That is, in the protection operation control IC 245, when the overdischarge voltage detector 407 detects a voltage equal to or lower than the set voltage, the overcharge is protected by turning off the transistor 247 connected to the Dout terminal. The overdischarge voltage detector 407 is actually provided with hysteresis, and the set voltage for releasing the operation is released at a voltage higher than the operation voltage.
(3) Overcurrent protection: Since it is dangerous to discharge at a large current, if a current that exceeds the current used by the dedicated device flows, the overcurrent / overcurrent protection transistor 247 is turned off to turn off the current. Is to protect and protect. Specifically, the potentials at both ends of the two protection transistors are monitored between Vss− and V−, and when the potential difference exceeds a set potential difference, the Dout terminal that outputs High is normally set to Low. The overdischarge / overcurrent protection transistor 247 is turned off.
That is, in the protection operation control IC 245, when the discharge overcurrent voltage detector 414 detects that the potential difference between VSS and V− is equal to or higher than a preset voltage, the transistor connected to the Dout terminal Protection is performed by disconnecting the battery cell from the discharge overcurrent state by turning off 247.
(4) Short circuit detection: Since it is dangerous if a short circuit occurs, the transistor 247 is turned off when a short circuit is detected, thereby interrupting the current and applying protection. Specifically, when the potential of V− suddenly fluctuates in the protection operation control IC 245, the short-circuit detection unit 417 detects this, outputs Low to the Dout terminal, and turns off the transistor 247 connected to this terminal. To disconnect the battery cell from the short circuit state.
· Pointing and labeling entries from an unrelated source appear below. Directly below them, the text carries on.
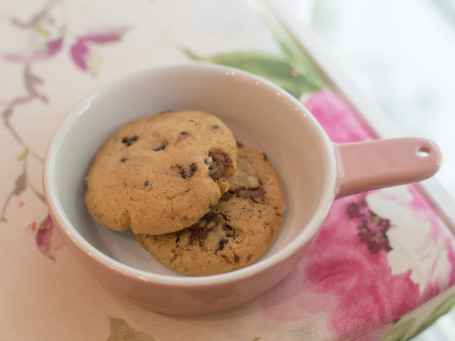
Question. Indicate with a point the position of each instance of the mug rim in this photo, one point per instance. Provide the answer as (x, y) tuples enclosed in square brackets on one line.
[(66, 227)]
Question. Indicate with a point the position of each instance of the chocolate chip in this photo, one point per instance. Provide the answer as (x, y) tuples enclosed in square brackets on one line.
[(188, 170), (257, 194), (160, 147), (198, 235), (221, 161), (132, 140), (222, 243), (182, 135)]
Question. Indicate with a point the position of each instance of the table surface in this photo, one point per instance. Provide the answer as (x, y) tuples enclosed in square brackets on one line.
[(405, 67), (55, 52)]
Furthermore, the following functions are provided in the battery pack.
(5) Temperature detection function (when the charging circuit exists outside the battery pack 240): Temperature information is output from the temperature detection circuit 244 in the battery pack 240 to the temperature-dependent charging control circuit 230 of the dedicated charging circuit 220. Sending and charging system body as a protection. When the battery temperature is higher than the specified temperature or lower than the specified temperature, charging is not started, and when the battery temperature becomes higher than the specified temperature during charging, the charging is prohibited. Specifically, the temperature detection circuit (reference temperature detection element) 244 connected between the temperature detection terminal 242 and the negative electrode terminal 243 is pulled up with the reference voltage 236 from the charging circuit side, and charged with the temperature detection circuit 244. The voltage divided by the pull-up resistor 237 in the circuit is used as temperature information used by the temperature detection unit 234.
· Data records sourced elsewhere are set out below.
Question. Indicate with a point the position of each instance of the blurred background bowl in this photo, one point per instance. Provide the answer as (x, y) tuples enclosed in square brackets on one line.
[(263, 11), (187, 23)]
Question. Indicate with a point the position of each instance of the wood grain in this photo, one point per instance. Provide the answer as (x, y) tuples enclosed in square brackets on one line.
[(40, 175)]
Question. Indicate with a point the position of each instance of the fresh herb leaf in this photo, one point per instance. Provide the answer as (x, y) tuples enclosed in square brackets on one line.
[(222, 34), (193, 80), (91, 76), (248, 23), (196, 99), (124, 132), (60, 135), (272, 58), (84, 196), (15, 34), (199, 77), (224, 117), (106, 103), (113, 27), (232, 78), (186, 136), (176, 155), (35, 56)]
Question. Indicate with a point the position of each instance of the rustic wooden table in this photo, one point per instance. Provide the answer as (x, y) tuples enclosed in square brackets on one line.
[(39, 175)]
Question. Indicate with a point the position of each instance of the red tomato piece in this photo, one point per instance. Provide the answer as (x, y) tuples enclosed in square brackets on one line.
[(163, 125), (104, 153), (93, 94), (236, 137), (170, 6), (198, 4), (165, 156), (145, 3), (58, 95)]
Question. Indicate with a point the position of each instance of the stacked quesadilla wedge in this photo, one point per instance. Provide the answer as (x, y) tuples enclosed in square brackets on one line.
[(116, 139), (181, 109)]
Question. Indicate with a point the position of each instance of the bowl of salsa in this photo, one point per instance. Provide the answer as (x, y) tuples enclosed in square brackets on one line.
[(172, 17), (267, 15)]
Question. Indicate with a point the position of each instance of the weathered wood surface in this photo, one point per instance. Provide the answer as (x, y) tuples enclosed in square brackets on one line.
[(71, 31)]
  Next, FIG. 3 shows a configuration example of a portable device 300 including a battery pack 340 having another configuration according to the present embodiment. Elements that are the same as those shown in FIG. 2 are given the same reference numerals, and redundant descriptions are omitted.

  In the configuration of FIG. 2, the reference temperature used for control in the battery pack is a single temperature, but in the example of FIG. In the example of the figure, two reference temperatures of the first and second reference temperatures are used. Here, it is assumed that the second reference temperature is set higher than the first reference temperature. The second reference temperature is assumed to be lower than the temperature at which the temperature-dependent charging control circuit 230 turns off the transistor 221 of the charging circuit 220. In other words, the temperature at which the transistor 221 is turned off can be set higher than before.

  In the configuration of FIG. 3, reference voltages 251a and 251b are provided, and a reference temperature determiner 341 is provided in addition to the reference temperature determiner 252 in order to compare the output of the temperature detection circuit 244 with separate reference voltages 251a and 251b. Yes. Accordingly, an AND circuit 342 that receives both outputs of the reference temperature determiner 341 and the charge / discharge determiner 253, and another high-temperature charge control switch (transistor) 343 that is driven ON / OFF by the output of the AND circuit 342. Is provided. The high temperature charge control switch (transistor) 343 is connected between the resistor 257 and the negative terminal 243, and is in an OFF state until the detected temperature of the battery pack 340 reaches the second reference temperature corresponding to the reference voltage 251b. When it becomes more than that, it becomes ON state. When the temperature rises from a value lower than the first reference temperature, when the temperature becomes equal to or higher than the first reference temperature, first, the high temperature charge control switch (transistor) 255 is turned from OFF to ON. At this time, the resistor 256 is connected to the resistor 257. Therefore, the gate potential of the overcharge protection transistor 246 decreases (however, the conduction state of the transistor is maintained). Further, when the temperature rises and becomes equal to or higher than the second reference temperature, the high temperature charge control switch (transistor) 343 is turned from OFF to ON. At this time, the resistor 344 is connected in parallel to the resistor 256. Since the parallel combined resistance value of the resistor 256 and the resistor 344 is lower than the resistance value of the resistor 256, the gate potential of the overcharge protection transistor 246 further decreases (however, the conduction state of the transistor is still maintained).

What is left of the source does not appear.